When an individual has regained a certain base level of function, the client is often referred to the EP to further enhance the functional capability. This may incorporate several processes, where programming for specific flexibility / load-volume capacity / specific postural awareness / etc, and is basically an extension of the initial work completed by the physiotherapist.
Often it is not a black and white handover from one professional to another where the client may still have use for both professionals at once, where with increased functional movement demands, soft tissue management may also be aided by the physiotherapist along the way.
An Area That The EP Can Be Helpful In The Management of MSK Patients
With musculoskeletal injury, the EP can identify the specific areas of concern for the client to improve. A common functional error that may be identified is with internal and external rotational strength and range of motion with the shoulder. To give a sporting example, most throwing sports athletes are very dominant in internal rotation strength when compared to external rotation strength in the throwing arm. With the external rotators acting with a breaking force on the deceleration phase on the throw, there is a high load of strength force required to consistently slow the arm down after a ball or implement has been released.
If the internal rotation range is short and the external (eccentric) strength is low, there is a higher chance that shoulder fatigue may occur, and eventual injury may be the result. If these factors are identified in a client (screened-tested), they can be trained with progressive volume and loading applications, where the appropriate function can be restored over time. Further to this, the EP can assist in the process of providing ongoing programming for the client to complete, providing independence skills and methods for management, which the client can be taught to complete on their own.

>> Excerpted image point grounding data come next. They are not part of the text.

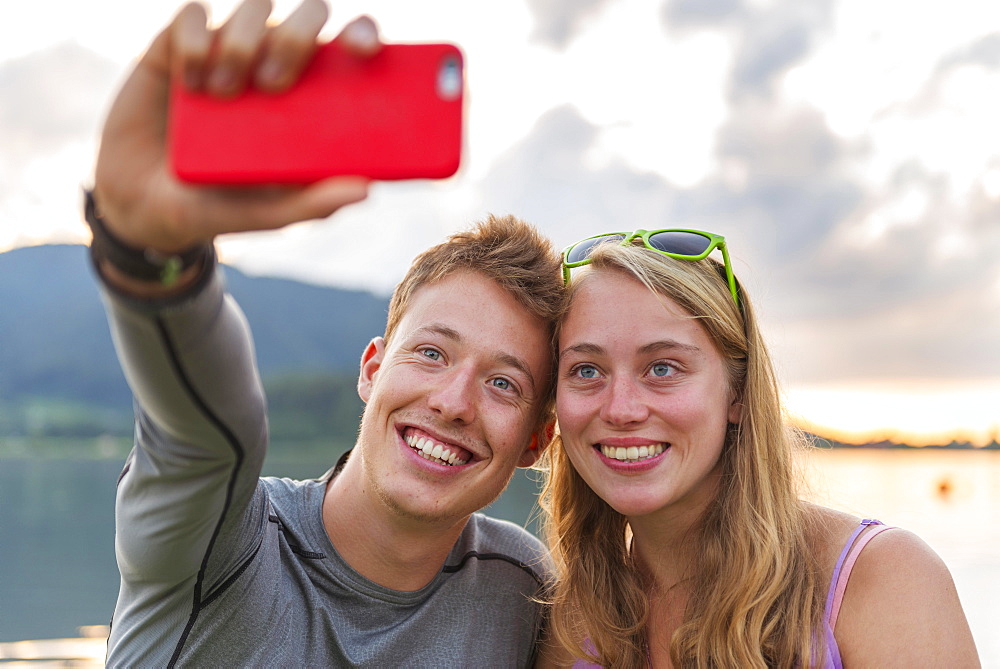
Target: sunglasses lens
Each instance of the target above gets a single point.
(680, 242)
(580, 252)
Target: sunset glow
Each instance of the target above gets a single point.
(920, 413)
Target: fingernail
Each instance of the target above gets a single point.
(362, 33)
(270, 74)
(222, 79)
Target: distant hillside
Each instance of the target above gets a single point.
(54, 339)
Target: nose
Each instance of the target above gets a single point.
(623, 404)
(452, 397)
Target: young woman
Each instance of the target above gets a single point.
(673, 516)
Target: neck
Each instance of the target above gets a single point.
(665, 543)
(394, 551)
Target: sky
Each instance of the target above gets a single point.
(846, 149)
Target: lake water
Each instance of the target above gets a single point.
(57, 569)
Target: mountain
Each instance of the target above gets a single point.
(55, 343)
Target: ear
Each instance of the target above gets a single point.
(371, 360)
(540, 440)
(735, 412)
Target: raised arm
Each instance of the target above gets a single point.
(201, 428)
(137, 197)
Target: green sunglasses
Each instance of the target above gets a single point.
(672, 242)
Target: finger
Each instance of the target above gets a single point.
(360, 37)
(190, 45)
(290, 46)
(237, 45)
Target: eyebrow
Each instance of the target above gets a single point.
(660, 345)
(508, 359)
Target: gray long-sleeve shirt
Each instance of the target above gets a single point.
(222, 568)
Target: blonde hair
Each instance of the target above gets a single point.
(506, 250)
(756, 597)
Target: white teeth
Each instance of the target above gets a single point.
(632, 453)
(433, 451)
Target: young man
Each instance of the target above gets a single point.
(383, 561)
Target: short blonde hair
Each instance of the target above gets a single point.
(506, 250)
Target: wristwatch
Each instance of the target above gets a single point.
(142, 264)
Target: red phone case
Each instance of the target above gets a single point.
(397, 115)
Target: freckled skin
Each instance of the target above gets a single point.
(448, 372)
(634, 368)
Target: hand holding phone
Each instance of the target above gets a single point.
(396, 115)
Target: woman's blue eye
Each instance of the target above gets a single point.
(502, 384)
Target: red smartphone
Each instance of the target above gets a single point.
(397, 115)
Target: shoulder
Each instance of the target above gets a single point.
(286, 495)
(486, 538)
(901, 608)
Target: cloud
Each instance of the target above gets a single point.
(558, 21)
(52, 98)
(561, 179)
(769, 39)
(684, 14)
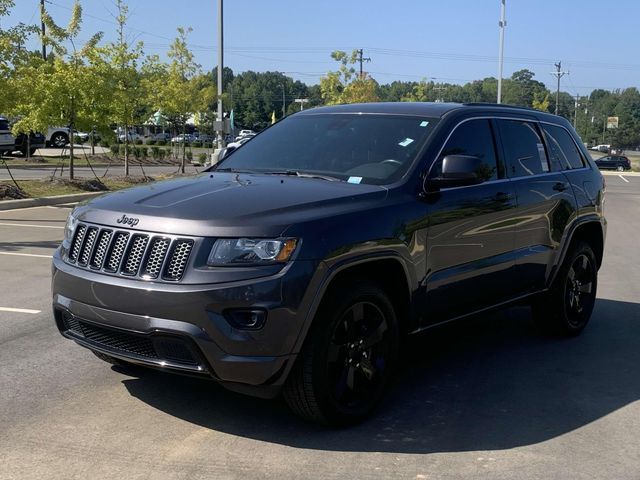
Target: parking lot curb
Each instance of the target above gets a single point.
(44, 201)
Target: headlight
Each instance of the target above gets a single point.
(70, 227)
(248, 251)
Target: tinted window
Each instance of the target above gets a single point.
(563, 152)
(368, 148)
(473, 138)
(523, 148)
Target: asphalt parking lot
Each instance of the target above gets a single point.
(487, 398)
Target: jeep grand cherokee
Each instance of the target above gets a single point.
(299, 263)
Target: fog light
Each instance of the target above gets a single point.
(246, 319)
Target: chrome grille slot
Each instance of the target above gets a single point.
(87, 248)
(101, 249)
(134, 254)
(78, 239)
(117, 251)
(142, 255)
(178, 259)
(155, 258)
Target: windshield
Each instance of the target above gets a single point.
(357, 148)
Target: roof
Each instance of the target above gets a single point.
(426, 109)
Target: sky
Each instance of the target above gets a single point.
(452, 41)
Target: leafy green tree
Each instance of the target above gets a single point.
(59, 89)
(344, 85)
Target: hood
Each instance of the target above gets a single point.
(228, 204)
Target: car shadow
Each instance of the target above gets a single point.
(489, 383)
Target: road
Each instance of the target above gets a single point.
(487, 398)
(40, 173)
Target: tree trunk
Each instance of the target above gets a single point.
(126, 150)
(71, 151)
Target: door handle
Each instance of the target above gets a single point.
(503, 197)
(561, 186)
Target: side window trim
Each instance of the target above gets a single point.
(585, 163)
(539, 132)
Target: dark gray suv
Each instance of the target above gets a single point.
(300, 262)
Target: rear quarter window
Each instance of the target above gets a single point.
(563, 151)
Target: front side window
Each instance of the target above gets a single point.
(523, 148)
(357, 148)
(473, 138)
(563, 152)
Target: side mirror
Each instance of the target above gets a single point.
(457, 171)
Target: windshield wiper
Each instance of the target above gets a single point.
(295, 173)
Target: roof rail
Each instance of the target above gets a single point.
(500, 105)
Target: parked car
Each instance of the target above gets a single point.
(614, 162)
(7, 142)
(161, 136)
(57, 137)
(130, 137)
(206, 138)
(36, 141)
(183, 137)
(299, 264)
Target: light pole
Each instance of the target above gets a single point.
(502, 23)
(220, 69)
(283, 101)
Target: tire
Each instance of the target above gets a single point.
(109, 359)
(348, 359)
(59, 140)
(566, 308)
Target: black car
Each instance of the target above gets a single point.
(300, 263)
(614, 162)
(36, 141)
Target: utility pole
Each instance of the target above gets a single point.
(220, 69)
(559, 74)
(502, 24)
(283, 102)
(361, 60)
(42, 27)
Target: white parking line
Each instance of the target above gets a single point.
(19, 310)
(29, 225)
(26, 254)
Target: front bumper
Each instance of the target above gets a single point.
(182, 328)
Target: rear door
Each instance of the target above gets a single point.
(545, 199)
(470, 240)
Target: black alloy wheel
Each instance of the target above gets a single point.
(345, 366)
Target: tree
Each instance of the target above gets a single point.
(174, 89)
(48, 92)
(117, 62)
(344, 86)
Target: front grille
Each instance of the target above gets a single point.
(141, 255)
(159, 348)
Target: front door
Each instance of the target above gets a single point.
(470, 239)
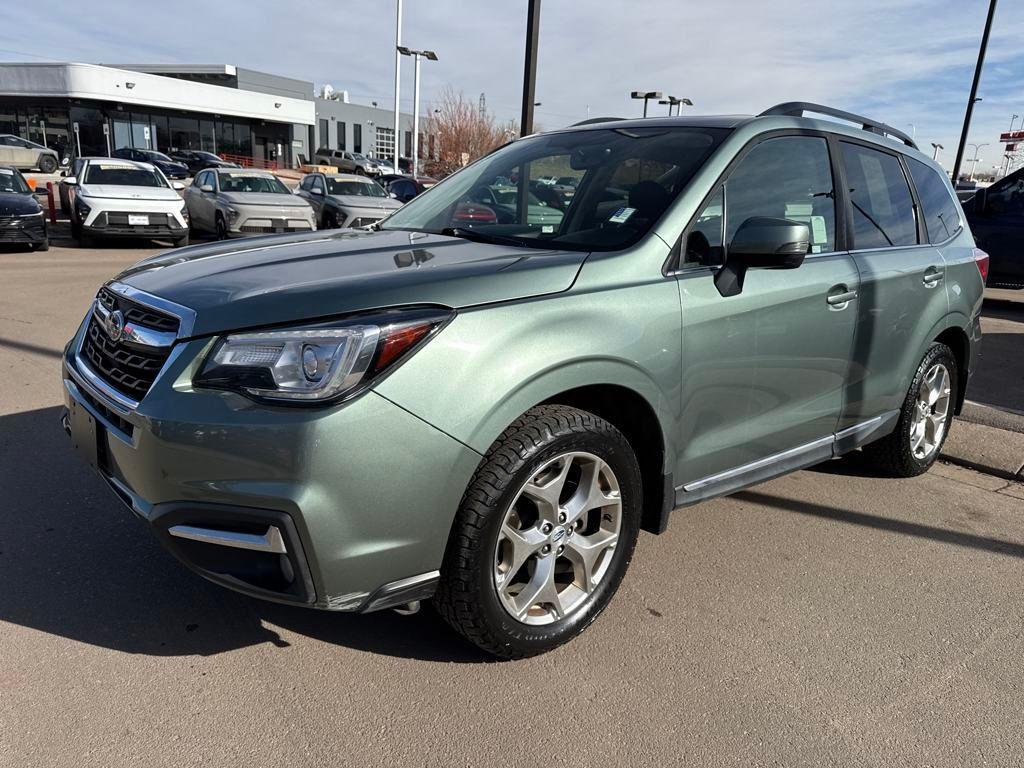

An EP may provide specific preparation and recovery applications, where drills and tasks can be tailored to the client’s individual needs. Where specific injury mechanics can differ between clients, an individual approach is required to be applied.
Benefits of the EP
The EP is the specialist providing exercise prescription and long-term planning for the client/patient. Exercise prescription may be incorporated for a number of purposes such as enhancing specific strength (isolated/functional), enhancing load capability of a movement pattern (volume capability of a pattern ie: specific work postures, sporting positions or a number of repetitions required at a certain load), specific range of motion of a joint / muscle / neural complex, or multiple areas of a specific range of motion through a larger pattern. An alternate common area of prescription is positional awareness and movement skills (or motor skill), where many individuals require an increased awareness of the correct position to complete a task.